We need to eliminate the pairs that are not coprime to ensure we don't get a contradiction (otherwise no such solution can exist).
To check this, we must ensure that if $x \equiv a \mod{m}$ and $x \equiv b \mod{n}$, then $a \equiv b \mod{\gcd(m,n)}$.
This means that asking that $x \equiv 1 \mod{2}$ and $x \equiv 1 \mod{4}$ is fine since $1 \equiv 1 \mod{2}$, whereas if we required $x \equiv 2 \mod{4}$ instead, then this is not true meaning no such solution can exist.
If these conditions are all compatible then we can get a solution modulo the lowest common multiple of all these numbers.
To do this, note that by Chinese Remainder Theorem (CRT), if $x \equiv a \mod{mn}$, where $\gcd(m,n)=1$, then this is equivalent to requiring that $x \equiv a \mod{m}$ and $x \equiv a \mod{n}$.
Repeating this, we can assume $m$, $n$ are prime powers. If we haven't checked compatibility yet, we can do at this point as it will be quite straightforward. Assuming they are, if we have a congruence condition modulo $p^m$, we can eliminate any other congruence condition modulo $p^n$ for any $n<m$.
Now all our moduli will be coprime and we can now apply CRT again to get a solution (although we may have more equations than we started with).

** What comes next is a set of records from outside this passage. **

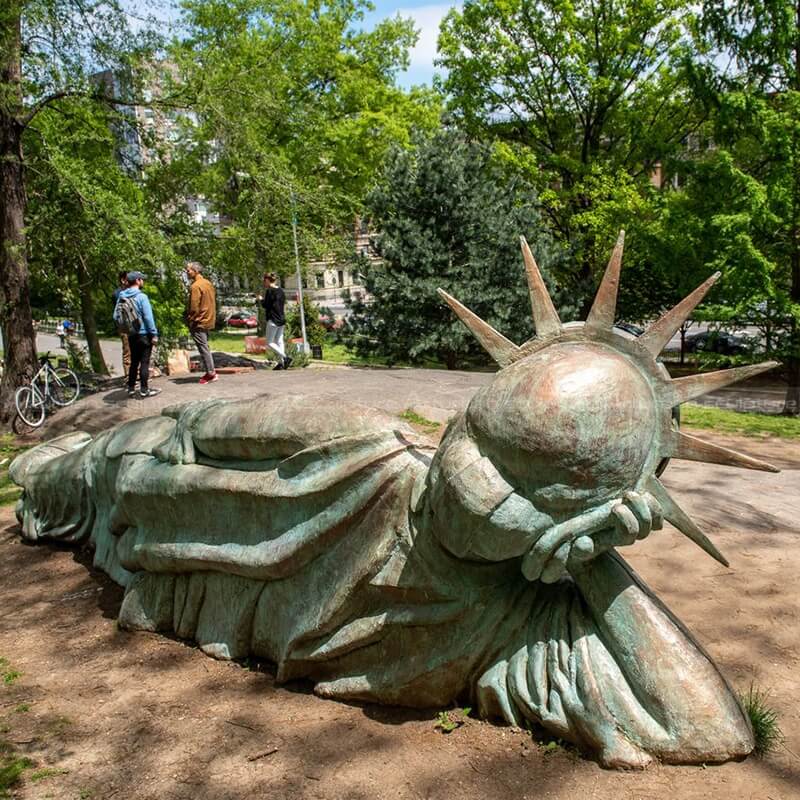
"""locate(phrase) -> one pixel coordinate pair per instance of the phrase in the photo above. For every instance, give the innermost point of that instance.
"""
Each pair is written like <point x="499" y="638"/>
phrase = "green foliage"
<point x="315" y="330"/>
<point x="448" y="721"/>
<point x="586" y="98"/>
<point x="295" y="107"/>
<point x="89" y="219"/>
<point x="11" y="769"/>
<point x="756" y="131"/>
<point x="46" y="772"/>
<point x="746" y="423"/>
<point x="449" y="216"/>
<point x="764" y="719"/>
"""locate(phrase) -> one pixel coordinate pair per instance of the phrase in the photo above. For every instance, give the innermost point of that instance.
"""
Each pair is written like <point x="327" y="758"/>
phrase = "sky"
<point x="426" y="16"/>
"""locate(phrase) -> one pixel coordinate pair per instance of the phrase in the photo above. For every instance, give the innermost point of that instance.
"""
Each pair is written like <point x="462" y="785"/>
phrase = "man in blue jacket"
<point x="134" y="315"/>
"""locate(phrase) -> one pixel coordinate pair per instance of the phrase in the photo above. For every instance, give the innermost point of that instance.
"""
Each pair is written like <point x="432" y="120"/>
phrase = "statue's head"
<point x="573" y="424"/>
<point x="582" y="413"/>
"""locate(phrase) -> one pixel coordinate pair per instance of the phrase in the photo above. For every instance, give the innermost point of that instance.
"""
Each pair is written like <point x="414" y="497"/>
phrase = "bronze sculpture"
<point x="350" y="550"/>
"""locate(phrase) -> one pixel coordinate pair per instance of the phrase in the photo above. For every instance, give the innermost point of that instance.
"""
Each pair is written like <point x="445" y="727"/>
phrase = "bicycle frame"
<point x="40" y="383"/>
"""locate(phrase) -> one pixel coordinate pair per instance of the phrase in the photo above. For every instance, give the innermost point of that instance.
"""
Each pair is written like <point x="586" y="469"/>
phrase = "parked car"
<point x="242" y="319"/>
<point x="722" y="342"/>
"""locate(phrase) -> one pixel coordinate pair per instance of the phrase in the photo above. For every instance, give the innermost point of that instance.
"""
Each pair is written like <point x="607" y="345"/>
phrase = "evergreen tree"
<point x="449" y="216"/>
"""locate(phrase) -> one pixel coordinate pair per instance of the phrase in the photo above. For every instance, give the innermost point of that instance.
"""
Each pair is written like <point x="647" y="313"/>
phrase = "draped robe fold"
<point x="325" y="541"/>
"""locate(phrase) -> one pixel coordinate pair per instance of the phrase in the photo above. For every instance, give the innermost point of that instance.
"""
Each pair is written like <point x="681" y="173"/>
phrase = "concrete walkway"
<point x="436" y="394"/>
<point x="449" y="390"/>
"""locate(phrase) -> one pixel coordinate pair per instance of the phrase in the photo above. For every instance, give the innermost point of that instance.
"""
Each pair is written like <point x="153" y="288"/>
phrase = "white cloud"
<point x="426" y="20"/>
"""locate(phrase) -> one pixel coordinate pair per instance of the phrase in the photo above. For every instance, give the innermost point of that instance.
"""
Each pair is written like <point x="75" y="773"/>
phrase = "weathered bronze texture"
<point x="351" y="551"/>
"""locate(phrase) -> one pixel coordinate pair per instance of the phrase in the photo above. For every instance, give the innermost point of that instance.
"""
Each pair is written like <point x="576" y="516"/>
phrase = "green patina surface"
<point x="351" y="550"/>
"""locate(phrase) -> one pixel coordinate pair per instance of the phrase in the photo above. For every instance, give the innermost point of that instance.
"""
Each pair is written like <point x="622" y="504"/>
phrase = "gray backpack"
<point x="126" y="315"/>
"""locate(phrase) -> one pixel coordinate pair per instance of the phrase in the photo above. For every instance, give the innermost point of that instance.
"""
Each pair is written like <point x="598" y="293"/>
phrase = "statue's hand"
<point x="568" y="544"/>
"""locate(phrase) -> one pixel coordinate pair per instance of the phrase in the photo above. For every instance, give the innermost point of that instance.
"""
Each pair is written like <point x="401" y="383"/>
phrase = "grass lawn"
<point x="746" y="423"/>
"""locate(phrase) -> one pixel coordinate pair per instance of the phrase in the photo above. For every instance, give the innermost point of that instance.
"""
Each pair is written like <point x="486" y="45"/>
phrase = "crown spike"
<point x="545" y="316"/>
<point x="688" y="388"/>
<point x="657" y="336"/>
<point x="495" y="344"/>
<point x="675" y="515"/>
<point x="693" y="449"/>
<point x="601" y="316"/>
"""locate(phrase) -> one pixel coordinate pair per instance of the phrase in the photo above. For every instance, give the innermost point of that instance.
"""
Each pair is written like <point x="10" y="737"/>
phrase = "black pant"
<point x="141" y="348"/>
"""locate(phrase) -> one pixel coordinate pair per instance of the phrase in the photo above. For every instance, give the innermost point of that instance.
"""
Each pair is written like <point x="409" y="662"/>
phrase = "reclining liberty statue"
<point x="350" y="550"/>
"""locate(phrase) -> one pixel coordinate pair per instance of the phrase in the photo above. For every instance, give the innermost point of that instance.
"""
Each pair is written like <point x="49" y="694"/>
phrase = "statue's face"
<point x="571" y="425"/>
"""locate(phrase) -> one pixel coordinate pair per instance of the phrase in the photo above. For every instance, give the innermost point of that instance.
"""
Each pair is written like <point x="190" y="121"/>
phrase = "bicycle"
<point x="59" y="386"/>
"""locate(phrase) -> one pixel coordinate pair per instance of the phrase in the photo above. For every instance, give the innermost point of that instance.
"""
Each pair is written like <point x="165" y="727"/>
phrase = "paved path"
<point x="394" y="389"/>
<point x="436" y="394"/>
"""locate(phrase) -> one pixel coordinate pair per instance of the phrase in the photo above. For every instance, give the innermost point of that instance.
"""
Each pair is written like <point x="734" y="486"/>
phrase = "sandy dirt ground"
<point x="113" y="714"/>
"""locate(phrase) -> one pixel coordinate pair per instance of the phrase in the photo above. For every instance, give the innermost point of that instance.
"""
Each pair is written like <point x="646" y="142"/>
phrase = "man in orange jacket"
<point x="201" y="316"/>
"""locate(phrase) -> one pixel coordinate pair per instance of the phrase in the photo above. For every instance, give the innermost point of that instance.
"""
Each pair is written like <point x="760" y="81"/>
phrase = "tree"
<point x="46" y="49"/>
<point x="757" y="128"/>
<point x="88" y="217"/>
<point x="589" y="97"/>
<point x="294" y="108"/>
<point x="449" y="216"/>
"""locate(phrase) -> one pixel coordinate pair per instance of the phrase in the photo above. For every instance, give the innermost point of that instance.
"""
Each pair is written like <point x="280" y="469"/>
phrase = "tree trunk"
<point x="683" y="343"/>
<point x="88" y="320"/>
<point x="791" y="405"/>
<point x="19" y="338"/>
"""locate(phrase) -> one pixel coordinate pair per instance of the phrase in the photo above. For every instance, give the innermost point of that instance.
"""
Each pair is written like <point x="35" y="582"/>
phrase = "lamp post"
<point x="299" y="277"/>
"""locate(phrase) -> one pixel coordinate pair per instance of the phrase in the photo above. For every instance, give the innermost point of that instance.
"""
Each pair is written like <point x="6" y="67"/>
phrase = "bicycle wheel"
<point x="64" y="386"/>
<point x="30" y="406"/>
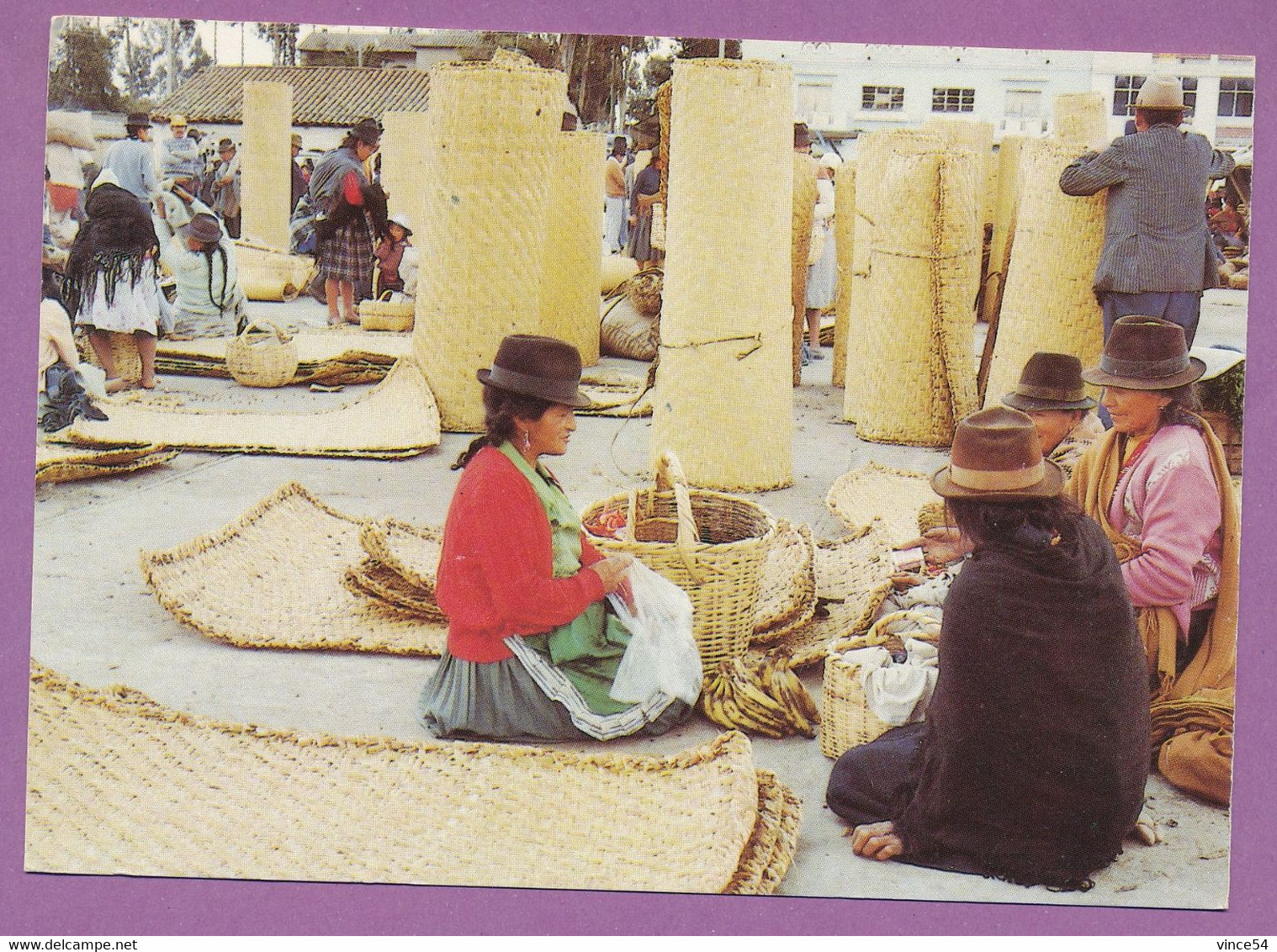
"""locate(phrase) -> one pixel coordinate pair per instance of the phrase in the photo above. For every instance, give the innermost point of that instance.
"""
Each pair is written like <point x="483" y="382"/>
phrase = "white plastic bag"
<point x="662" y="653"/>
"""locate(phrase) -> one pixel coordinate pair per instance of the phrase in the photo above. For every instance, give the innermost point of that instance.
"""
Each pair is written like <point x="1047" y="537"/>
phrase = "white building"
<point x="842" y="89"/>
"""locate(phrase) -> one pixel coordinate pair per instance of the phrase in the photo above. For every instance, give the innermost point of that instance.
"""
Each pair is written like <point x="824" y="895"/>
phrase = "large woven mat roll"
<point x="570" y="299"/>
<point x="118" y="784"/>
<point x="1049" y="304"/>
<point x="1082" y="119"/>
<point x="488" y="160"/>
<point x="724" y="378"/>
<point x="874" y="152"/>
<point x="402" y="172"/>
<point x="396" y="419"/>
<point x="1004" y="225"/>
<point x="978" y="137"/>
<point x="273" y="579"/>
<point x="264" y="162"/>
<point x="800" y="249"/>
<point x="845" y="241"/>
<point x="921" y="373"/>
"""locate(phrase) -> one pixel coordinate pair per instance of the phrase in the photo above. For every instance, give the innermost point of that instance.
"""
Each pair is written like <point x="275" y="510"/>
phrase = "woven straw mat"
<point x="1049" y="304"/>
<point x="273" y="579"/>
<point x="395" y="419"/>
<point x="120" y="785"/>
<point x="725" y="323"/>
<point x="877" y="491"/>
<point x="853" y="576"/>
<point x="787" y="596"/>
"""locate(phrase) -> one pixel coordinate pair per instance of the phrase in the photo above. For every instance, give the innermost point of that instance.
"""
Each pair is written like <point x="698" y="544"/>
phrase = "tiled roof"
<point x="321" y="95"/>
<point x="323" y="40"/>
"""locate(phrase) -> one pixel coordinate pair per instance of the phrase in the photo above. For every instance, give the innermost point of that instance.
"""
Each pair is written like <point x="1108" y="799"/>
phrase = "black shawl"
<point x="1036" y="752"/>
<point x="113" y="246"/>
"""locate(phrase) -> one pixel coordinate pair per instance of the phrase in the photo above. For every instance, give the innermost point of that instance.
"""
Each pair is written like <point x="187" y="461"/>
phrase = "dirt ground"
<point x="123" y="636"/>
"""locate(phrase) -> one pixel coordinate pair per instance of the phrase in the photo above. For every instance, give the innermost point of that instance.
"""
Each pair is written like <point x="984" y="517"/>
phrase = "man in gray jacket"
<point x="1158" y="256"/>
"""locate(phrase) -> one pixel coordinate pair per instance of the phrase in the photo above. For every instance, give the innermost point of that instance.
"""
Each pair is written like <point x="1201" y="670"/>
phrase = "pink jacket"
<point x="1168" y="502"/>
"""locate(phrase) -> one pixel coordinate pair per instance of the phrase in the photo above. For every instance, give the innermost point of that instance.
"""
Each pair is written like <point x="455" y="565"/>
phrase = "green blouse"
<point x="589" y="648"/>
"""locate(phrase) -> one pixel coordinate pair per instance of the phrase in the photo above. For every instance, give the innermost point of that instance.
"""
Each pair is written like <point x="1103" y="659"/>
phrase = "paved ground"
<point x="95" y="621"/>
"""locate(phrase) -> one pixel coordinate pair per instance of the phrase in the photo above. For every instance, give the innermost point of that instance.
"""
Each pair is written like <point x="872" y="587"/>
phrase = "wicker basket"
<point x="709" y="544"/>
<point x="845" y="720"/>
<point x="262" y="359"/>
<point x="384" y="315"/>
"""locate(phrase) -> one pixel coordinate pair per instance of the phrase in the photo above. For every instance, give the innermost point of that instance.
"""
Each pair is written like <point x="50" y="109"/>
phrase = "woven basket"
<point x="384" y="315"/>
<point x="266" y="359"/>
<point x="845" y="720"/>
<point x="709" y="544"/>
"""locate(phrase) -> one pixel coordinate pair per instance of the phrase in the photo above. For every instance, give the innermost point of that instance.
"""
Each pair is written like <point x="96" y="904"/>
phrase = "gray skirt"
<point x="500" y="701"/>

In your example, splitting each congruence into prime powers we have:
\begin{eqnarray}
&x& \equiv 1 \mod{2}, \\
&x& \equiv 1 \mod{3}, \\
&x& \equiv 1 \mod{4}, \\
&x& \equiv 1 \mod{5}, \\
&x& \equiv 1 \mod{2} \mbox{ and } x \equiv 1 \mod{3}.
\end{eqnarray}
Now we may remove the last line since these conditions already appear. The only other check we need to make is the congruences for $2$ and $4$. Now these are compatible so we remove the first condition. This leaves us with the conditions
\begin{eqnarray}
&x& \equiv 1 \mod{3}, \\
&x& \equiv 1 \mod{4}, \\
&x& \equiv 1 \mod{5}. \\
\end{eqnarray}
Now all the moduli are coprime so by CRT we find the solution is $x \equiv 1 \mod{60}$.